La construction de mosquée a été un des thèmes abordés ce lundi par l'instance de dialogue entre gouvernement et personnalités de la communauté musulmane, réunie pour la première fois au ministère de l'Intérieur. Des mosquées qui hésitent entre financements étrangers ou uniquement par don français.

Responsables d'associations, imams, recteurs de mosquées, théologiens, islamologues ou personnalité de la société civile… 150 musulmans se sont rendus au ministère de l'Intérieur, à Paris, sur invitation du gouvernement et du Premier ministre Manuel Valls, pour mettre sur pied une instance de dialogue avec l'islam en France. Une instance dont la création avait été annoncée quelques semaines après les attentats jihadistes de janvier, et qui se veut plus audible que le Conseil Français du Culte Musulman, très critiqué par la communauté musulmane et qui souffre de ses divisions internes. Tout en conservant le CFCM, le gouvernement espère aujourd'hui élargir son cercle d'interlocuteur au sein de cette communauté pour avancer sur des questions délicates: la formation des imams, les pratiques rituelles ou encore l'islamophobie.

"On ne veut pas se voir imposer des imams"

Parmi les sujets abordés lors de cette réunion, la question de la construction et de la gestion des mosquées, qui sont au nombre de 2.500 (simples salles de prière comprises) et qui ne peuvent être financées par l'État en vertu de la loi de 1905. 350 projets de construction sont en cours.
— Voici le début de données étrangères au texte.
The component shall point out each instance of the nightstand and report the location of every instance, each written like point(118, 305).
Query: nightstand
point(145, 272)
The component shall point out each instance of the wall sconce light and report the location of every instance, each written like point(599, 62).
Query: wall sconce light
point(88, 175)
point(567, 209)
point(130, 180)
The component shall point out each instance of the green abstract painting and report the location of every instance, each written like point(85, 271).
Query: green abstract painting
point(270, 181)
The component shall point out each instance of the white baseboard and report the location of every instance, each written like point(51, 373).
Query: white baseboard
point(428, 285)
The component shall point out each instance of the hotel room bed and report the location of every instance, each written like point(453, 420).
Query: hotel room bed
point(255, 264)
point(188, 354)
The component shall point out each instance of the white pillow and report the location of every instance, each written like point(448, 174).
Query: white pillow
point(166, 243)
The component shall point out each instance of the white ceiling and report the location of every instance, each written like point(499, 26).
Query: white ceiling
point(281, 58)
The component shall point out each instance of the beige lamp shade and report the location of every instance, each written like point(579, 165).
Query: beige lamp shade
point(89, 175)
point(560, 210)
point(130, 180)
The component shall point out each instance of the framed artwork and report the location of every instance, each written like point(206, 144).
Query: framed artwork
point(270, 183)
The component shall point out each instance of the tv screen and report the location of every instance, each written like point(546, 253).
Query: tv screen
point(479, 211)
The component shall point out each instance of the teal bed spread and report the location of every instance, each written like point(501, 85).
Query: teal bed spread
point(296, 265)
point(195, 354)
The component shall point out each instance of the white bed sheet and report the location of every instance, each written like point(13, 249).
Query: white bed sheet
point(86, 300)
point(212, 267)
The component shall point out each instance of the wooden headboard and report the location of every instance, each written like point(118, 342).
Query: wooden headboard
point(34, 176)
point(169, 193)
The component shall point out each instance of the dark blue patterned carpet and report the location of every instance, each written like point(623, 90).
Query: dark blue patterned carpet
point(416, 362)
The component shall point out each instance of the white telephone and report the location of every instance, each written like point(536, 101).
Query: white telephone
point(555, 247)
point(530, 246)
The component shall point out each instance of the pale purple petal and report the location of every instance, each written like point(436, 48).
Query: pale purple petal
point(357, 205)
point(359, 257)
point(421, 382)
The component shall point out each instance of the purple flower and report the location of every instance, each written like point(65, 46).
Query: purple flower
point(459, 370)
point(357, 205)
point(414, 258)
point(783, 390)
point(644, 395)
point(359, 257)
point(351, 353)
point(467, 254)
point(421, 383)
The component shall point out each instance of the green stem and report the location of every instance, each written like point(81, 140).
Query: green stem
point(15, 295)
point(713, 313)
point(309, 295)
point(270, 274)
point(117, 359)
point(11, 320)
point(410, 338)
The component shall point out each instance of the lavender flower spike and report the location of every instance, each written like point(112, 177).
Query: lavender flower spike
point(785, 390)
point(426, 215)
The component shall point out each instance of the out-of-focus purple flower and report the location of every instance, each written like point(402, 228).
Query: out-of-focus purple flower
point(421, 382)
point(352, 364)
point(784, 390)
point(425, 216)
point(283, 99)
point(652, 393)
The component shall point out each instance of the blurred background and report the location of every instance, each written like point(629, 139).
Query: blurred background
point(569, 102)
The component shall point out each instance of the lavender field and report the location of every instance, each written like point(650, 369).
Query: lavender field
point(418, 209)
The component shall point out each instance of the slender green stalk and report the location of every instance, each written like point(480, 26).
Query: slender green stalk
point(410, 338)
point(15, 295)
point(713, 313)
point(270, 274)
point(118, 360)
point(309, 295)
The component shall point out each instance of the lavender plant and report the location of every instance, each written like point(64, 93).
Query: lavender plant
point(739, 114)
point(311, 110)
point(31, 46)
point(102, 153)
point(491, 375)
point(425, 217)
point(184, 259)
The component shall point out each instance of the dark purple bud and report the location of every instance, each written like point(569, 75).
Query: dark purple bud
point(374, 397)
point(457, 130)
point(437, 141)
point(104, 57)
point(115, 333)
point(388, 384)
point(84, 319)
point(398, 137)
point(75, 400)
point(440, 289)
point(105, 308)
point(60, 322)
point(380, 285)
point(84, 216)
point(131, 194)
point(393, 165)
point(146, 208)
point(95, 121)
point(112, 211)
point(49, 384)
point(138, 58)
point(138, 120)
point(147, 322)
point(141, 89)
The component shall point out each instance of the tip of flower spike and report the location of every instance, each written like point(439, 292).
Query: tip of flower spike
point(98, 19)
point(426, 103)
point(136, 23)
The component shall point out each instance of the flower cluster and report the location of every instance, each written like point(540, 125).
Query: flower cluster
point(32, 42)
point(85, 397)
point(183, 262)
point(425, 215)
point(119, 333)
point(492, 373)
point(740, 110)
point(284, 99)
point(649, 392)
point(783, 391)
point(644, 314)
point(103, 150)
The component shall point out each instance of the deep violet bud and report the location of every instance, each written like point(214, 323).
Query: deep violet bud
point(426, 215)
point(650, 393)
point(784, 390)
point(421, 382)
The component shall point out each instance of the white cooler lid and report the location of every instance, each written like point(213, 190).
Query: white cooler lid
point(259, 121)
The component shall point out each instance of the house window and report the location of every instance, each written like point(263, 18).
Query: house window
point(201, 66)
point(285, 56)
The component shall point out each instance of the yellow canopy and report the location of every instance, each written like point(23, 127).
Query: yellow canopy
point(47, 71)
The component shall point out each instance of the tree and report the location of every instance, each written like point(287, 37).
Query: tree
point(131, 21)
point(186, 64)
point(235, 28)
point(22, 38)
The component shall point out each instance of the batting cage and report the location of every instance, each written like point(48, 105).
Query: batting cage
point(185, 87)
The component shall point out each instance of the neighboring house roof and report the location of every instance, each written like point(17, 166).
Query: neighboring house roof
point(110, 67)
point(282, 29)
Des projets très coûteux, parfois financés par des pays étrangers. Face à la demande des fidèles certaines associations musulmanes acceptent des gros chèques venus du Qatar, d'Arabie Saoudite ou de pays du Maghreb.

Mais certaines résistent. C'est le cas de l'association musulmane de Grigny, dans l'Essonne qui construit sa mosquée uniquement avec des fonds français. Dans ce projet de 4,5 millions d'euros, pas le moindre centime ne vient de l'étranger. Trop risqué pour l'indépendance de la mosquée. "On ne veut pas se voir imposer des imams, ou une façon d'aborder la religion. Le choix était d'être totalement indépendant, explique Mathieu Pavlak, de l'association des musulmans de la ville. Ce n'est pas la voix la plus facile d'être indépendant, mais à long terme c'est payant".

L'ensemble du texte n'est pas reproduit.